Because we used only those domains where there was agreement about the relative difficulty of the problems it is not necessary to restrict our conclusions to be domain-dependent. However, we had only a restricted collection of data points at our disposal so we must be careful how we generalise this picture. On the basis of our analyses we believe we can make some tentative judgements about how planners are scaling in pairwise comparisons within the four competition levels.
For the fully-automated planners it can be observed informally that there is a high degree of consistency between the scaling behaviours of particular planners across the problem levels in which they competed. Although we cannot draw overall conclusions from the data set with a high level of confidence we can observe that FF exhibits the best scaling behaviour in the levels at which it competed and LPG exhibits the best scaling behaviour at the temporal levels. It should be remembered that we did not perform single-domain comparisons, although these might be interesting from the point of view of exploring domain-specific scaling behaviour and might produce some interesting results. We felt that these results would be interesting curiosities rather than anything that could support general conclusions.

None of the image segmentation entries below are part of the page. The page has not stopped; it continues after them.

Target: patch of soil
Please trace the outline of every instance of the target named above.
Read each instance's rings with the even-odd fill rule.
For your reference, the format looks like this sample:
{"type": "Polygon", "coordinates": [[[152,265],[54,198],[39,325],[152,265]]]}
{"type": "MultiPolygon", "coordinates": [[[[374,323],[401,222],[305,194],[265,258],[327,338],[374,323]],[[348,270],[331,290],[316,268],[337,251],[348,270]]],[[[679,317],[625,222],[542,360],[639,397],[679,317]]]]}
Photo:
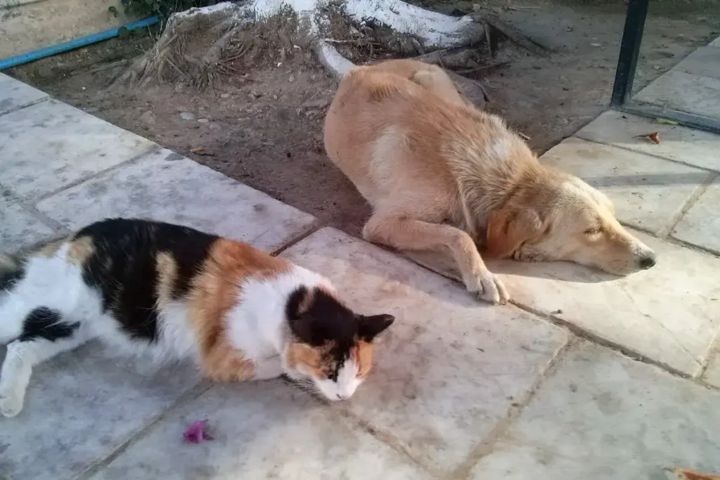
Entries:
{"type": "MultiPolygon", "coordinates": [[[[463,1],[422,3],[444,13],[473,8],[463,1]]],[[[662,9],[651,12],[645,29],[636,88],[720,32],[718,16],[708,14],[717,12],[716,1],[658,0],[651,7],[659,4],[662,9]],[[667,7],[678,4],[684,7],[667,7]]],[[[481,45],[478,56],[491,68],[467,73],[487,87],[492,101],[487,108],[529,136],[536,151],[541,153],[572,135],[607,108],[624,21],[621,0],[480,1],[479,5],[495,7],[505,21],[552,50],[549,55],[539,57],[503,41],[492,58],[481,45]],[[597,3],[602,3],[602,8],[597,3]]],[[[370,51],[366,35],[357,38],[360,43],[352,46],[361,59],[384,55],[370,51]]],[[[151,44],[147,37],[132,35],[9,73],[327,224],[359,234],[369,209],[323,148],[323,119],[336,83],[306,55],[306,49],[293,52],[292,57],[286,53],[284,58],[280,47],[254,65],[233,64],[240,71],[223,75],[214,88],[197,90],[180,81],[130,93],[106,91],[128,64],[121,59],[151,44]]]]}

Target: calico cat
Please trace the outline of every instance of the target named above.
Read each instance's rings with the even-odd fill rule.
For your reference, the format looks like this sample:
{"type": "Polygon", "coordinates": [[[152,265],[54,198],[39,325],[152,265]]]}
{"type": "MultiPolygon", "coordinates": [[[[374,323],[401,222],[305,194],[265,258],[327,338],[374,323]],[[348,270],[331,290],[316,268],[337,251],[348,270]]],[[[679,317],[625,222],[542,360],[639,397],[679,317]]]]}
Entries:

The hand coded planners also show a high degree of cross-level consistency. It can be observed informally that TLPLAN scales much better than SHOP2 across all levels, whereas it scales only marginally better than TALPLANNER in the STRIPS domains and not significantly in any other level. TALPLANNER scales better than SHOP2 at all levels in which they both competed. It can be seen that SHOP2 is not scaling well relative to its competitors, although it should be remembered that the quality of plans produced by SHOP2 is superior in some domains.
Formally the tables allow us to draw specific conclusions about the relative scaling behaviours of specific pairs of planners, within specific problem levels, at the 0.05 level.